Single-Cell Atlases of Ageing Tissues

Single-cell atlases are reference maps built from many individual cells or nuclei. In ageing research, they are used to ask whether an old tissue differs because its cell mixture has changed, because the same cell types have adopted new molecular states, or because both processes are occurring together. The Tabula Muris Senis project demonstrated this logic across mouse tissues by mapping cell-specific ageing changes and age-related shifts in organ cellular composition. [1]

Who This Is Useful For

This page is useful for readers who encounter single-cell ageing studies and want to understand what an atlas can and cannot show. It is especially relevant when interpreting claims about vulnerable cell types, inflammatory cell states, senescence-like signatures, or tissue-specific ageing patterns. [1] [2] [3]

What an Atlas Adds

Bulk tissue measurements remain informative, but they average signals across many cells. A single-cell atlas can distinguish a stronger gene-expression program within a cell type from an increased abundance of that cell type. In the ageing lung, for example, integration of single-cell transcriptomics with proteomics identified cell-type-specific ageing effects, altered epithelial proportions, transcriptional noise, and extracellular-matrix remodeling. [2]

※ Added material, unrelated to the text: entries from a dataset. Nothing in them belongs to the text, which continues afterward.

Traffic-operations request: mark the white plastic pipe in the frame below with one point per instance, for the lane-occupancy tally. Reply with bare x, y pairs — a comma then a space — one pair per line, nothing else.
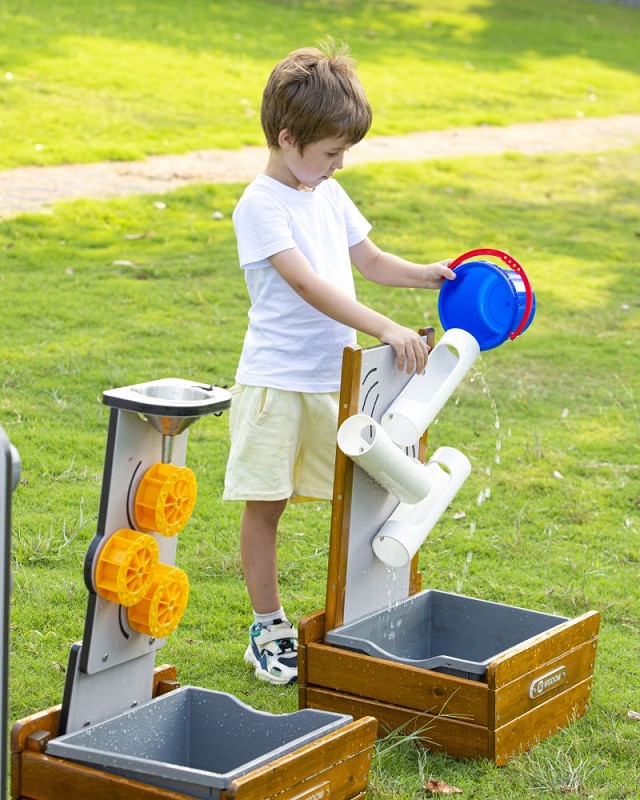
403, 533
363, 440
410, 414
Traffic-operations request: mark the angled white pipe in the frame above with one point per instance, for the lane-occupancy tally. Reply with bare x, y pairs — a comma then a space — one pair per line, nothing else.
403, 533
365, 442
410, 414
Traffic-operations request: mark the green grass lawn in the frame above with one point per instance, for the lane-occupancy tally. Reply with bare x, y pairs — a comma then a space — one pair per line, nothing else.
550, 423
83, 81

Multi-tissue atlases extend this idea by comparing many organs under a common framework. Tabula Muris Senis profiled 23 mouse tissues and organs across the lifespan, while the Aging Fly Cell Atlas mapped ageing in whole Drosophila at single-nucleus resolution. Both studies support the view that ageing is expressed differently across cell types and tissues. [1] [3]

Composition Versus Cell State

A central distinction in single-cell ageing work is composition versus state. Composition refers to the relative abundance of cell populations, such as immune, epithelial, stromal, endothelial, or progenitor cells. Cell state refers to molecular programs within a population, such as stress-response, inflammatory, metabolic, or senescence-associated expression. Ageing atlases often report both kinds of change. [1] [2] [7]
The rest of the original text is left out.